Communicating science

Communicating science may appear straightforward at first glance, but it certainly is not. Many questions can be asked. When and how do different people communicate about science, for what purpose, and to what effect? What role do social values play when people discuss science? What and whose science gets communicated where, and what science is ignored? How do people come to distinguish or present something as ‘fake’ or ’true’? 

When taking a closer look at such basic questions we can learn a lot. We see that authorities and citizens alike communicate about science to pursue social and political goals, whereby different groups make selective choices about what to communicate and what not. We witness that scientists can communicate with audiences at various stages in the scientific process, and that this can have meaningful consequences for how societal challenges are defined and addressed.

We learn that it is far from simple to connect knowledge originating from different scientific disciplines, and that it can be equally challenging to fruitfully integrate local and experiential knowledge with scientists’ perspectives. And we can come to understand when, how, where and why ‘communicating science’ takes the form of controversy, debate, deliberation or dialogue.
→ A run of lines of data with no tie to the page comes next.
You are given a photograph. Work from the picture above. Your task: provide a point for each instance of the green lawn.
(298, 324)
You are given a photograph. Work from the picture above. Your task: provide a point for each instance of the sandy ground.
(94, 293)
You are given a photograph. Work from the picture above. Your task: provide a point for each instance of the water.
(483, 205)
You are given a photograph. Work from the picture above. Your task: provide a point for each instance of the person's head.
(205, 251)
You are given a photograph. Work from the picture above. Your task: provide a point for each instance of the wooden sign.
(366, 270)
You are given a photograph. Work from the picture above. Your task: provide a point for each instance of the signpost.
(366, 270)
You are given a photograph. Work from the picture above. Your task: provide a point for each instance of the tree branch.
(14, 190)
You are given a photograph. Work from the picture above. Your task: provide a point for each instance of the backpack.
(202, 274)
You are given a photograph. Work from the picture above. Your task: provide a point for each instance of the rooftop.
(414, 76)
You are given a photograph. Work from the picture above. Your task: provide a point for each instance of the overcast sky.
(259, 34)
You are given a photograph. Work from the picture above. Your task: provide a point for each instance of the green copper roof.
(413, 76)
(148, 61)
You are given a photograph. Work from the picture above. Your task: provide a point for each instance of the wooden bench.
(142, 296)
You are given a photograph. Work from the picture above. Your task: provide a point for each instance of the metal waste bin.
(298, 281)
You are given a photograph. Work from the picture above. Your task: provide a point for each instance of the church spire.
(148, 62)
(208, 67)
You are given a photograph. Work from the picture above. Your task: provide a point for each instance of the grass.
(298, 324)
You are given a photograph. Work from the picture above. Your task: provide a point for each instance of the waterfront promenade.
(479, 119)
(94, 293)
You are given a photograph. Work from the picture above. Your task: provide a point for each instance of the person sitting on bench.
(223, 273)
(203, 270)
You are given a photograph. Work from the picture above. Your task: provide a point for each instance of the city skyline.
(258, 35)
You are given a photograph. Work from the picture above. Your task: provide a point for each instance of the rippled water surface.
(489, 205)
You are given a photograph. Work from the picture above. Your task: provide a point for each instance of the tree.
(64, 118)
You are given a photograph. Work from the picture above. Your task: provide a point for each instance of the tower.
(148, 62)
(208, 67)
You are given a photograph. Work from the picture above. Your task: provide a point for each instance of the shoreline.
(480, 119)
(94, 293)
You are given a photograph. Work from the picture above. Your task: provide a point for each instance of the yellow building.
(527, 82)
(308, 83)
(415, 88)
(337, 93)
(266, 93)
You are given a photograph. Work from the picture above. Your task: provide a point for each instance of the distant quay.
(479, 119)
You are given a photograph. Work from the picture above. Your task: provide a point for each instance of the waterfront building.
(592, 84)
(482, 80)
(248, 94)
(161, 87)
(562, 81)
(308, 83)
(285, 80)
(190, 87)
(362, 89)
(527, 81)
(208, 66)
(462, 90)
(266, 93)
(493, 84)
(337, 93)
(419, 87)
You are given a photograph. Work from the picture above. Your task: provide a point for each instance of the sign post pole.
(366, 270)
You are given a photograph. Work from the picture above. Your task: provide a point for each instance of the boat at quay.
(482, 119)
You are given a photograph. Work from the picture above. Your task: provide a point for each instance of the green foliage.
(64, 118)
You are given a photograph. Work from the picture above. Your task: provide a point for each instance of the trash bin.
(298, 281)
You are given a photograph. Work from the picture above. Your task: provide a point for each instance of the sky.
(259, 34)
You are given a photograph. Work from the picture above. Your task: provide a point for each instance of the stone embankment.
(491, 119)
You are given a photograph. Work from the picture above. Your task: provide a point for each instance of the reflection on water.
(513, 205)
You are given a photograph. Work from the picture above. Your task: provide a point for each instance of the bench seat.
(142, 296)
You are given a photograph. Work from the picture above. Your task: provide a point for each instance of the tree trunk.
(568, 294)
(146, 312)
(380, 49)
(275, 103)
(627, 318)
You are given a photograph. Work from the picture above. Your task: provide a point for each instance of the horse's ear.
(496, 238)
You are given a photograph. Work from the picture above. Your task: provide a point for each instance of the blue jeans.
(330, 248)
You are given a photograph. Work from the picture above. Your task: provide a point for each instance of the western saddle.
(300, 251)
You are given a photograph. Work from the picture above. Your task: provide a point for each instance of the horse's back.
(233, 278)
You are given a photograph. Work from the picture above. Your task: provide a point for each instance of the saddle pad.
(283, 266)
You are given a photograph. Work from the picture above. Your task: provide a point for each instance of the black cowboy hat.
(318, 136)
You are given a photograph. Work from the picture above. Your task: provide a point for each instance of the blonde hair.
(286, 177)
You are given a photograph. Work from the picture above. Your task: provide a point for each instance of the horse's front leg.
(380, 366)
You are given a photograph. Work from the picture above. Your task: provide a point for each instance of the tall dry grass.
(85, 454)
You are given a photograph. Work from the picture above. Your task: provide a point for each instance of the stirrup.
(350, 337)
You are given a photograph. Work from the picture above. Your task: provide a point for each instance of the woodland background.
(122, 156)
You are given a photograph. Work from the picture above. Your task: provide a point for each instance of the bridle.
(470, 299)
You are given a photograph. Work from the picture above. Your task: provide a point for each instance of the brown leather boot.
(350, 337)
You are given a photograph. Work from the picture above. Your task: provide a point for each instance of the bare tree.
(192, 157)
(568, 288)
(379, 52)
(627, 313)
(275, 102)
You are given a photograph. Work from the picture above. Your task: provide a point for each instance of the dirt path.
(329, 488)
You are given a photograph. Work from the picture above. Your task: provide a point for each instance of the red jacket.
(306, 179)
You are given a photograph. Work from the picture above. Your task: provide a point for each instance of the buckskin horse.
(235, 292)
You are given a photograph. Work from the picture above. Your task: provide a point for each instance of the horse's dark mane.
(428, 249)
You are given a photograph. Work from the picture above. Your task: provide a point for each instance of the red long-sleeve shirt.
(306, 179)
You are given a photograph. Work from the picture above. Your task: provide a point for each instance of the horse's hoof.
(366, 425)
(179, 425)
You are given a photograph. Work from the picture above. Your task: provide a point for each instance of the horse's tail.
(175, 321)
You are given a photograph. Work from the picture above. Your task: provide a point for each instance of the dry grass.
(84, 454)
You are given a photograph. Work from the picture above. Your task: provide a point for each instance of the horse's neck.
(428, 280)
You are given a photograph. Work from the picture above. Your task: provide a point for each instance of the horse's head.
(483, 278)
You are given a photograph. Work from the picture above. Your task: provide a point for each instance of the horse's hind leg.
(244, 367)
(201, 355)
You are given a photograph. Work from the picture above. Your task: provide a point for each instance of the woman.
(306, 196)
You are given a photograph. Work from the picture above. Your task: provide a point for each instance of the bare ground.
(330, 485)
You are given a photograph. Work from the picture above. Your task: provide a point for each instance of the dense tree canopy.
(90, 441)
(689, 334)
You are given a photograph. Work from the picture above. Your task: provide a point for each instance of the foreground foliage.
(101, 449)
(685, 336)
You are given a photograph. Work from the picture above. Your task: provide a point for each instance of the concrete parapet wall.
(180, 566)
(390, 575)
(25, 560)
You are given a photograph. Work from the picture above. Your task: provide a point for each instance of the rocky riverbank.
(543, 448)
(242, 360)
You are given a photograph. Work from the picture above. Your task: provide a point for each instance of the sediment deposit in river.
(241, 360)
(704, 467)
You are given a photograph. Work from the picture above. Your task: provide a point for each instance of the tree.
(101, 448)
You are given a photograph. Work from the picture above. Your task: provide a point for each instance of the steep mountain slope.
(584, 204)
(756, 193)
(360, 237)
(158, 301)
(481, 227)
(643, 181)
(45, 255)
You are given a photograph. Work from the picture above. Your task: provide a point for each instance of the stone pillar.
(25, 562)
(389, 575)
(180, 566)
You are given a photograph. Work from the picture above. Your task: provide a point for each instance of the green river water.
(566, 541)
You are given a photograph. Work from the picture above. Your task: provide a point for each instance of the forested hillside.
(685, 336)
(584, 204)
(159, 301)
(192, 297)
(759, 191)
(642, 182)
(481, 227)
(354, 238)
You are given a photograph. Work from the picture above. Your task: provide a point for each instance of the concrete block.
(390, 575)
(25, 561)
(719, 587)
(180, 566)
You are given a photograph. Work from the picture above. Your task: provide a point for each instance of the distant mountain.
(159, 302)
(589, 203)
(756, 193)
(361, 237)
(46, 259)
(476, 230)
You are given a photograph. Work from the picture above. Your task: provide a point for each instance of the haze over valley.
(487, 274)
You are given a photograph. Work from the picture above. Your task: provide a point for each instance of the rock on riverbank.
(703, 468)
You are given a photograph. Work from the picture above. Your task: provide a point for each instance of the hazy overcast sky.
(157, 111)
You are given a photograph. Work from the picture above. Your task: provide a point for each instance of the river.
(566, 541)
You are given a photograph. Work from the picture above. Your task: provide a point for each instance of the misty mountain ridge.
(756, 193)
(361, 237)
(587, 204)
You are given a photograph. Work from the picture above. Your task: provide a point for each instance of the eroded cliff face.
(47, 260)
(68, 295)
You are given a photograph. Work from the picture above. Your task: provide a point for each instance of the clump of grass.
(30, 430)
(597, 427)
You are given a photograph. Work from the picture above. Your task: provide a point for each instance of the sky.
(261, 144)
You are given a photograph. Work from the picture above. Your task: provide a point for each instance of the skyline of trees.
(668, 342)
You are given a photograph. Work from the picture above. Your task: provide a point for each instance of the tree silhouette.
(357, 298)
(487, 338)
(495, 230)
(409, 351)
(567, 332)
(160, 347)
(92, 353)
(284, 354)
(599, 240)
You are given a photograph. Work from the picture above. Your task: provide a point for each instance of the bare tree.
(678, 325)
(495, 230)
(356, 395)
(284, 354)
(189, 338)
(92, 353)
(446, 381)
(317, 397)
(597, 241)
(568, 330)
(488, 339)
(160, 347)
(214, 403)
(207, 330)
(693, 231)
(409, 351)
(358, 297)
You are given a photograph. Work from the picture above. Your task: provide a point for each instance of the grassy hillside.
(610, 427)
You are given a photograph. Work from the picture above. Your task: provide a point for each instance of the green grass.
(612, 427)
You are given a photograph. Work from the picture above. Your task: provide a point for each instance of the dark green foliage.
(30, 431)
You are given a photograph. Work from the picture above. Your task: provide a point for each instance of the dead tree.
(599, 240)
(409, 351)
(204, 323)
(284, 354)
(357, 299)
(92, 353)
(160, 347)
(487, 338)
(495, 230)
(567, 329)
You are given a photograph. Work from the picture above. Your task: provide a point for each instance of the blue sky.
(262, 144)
Deepening our understanding of such dynamics is important, especially in an era where scientists are under increasing pressure to demonstrate that their work has societal relevance and impact. In this light, the ability to anticipate and navigate the communication of science in the societal and political arena where different values and belief systems may collide, is becoming an increasingly important skill. Many CPT courses are directed at building such analytical and practical capacities.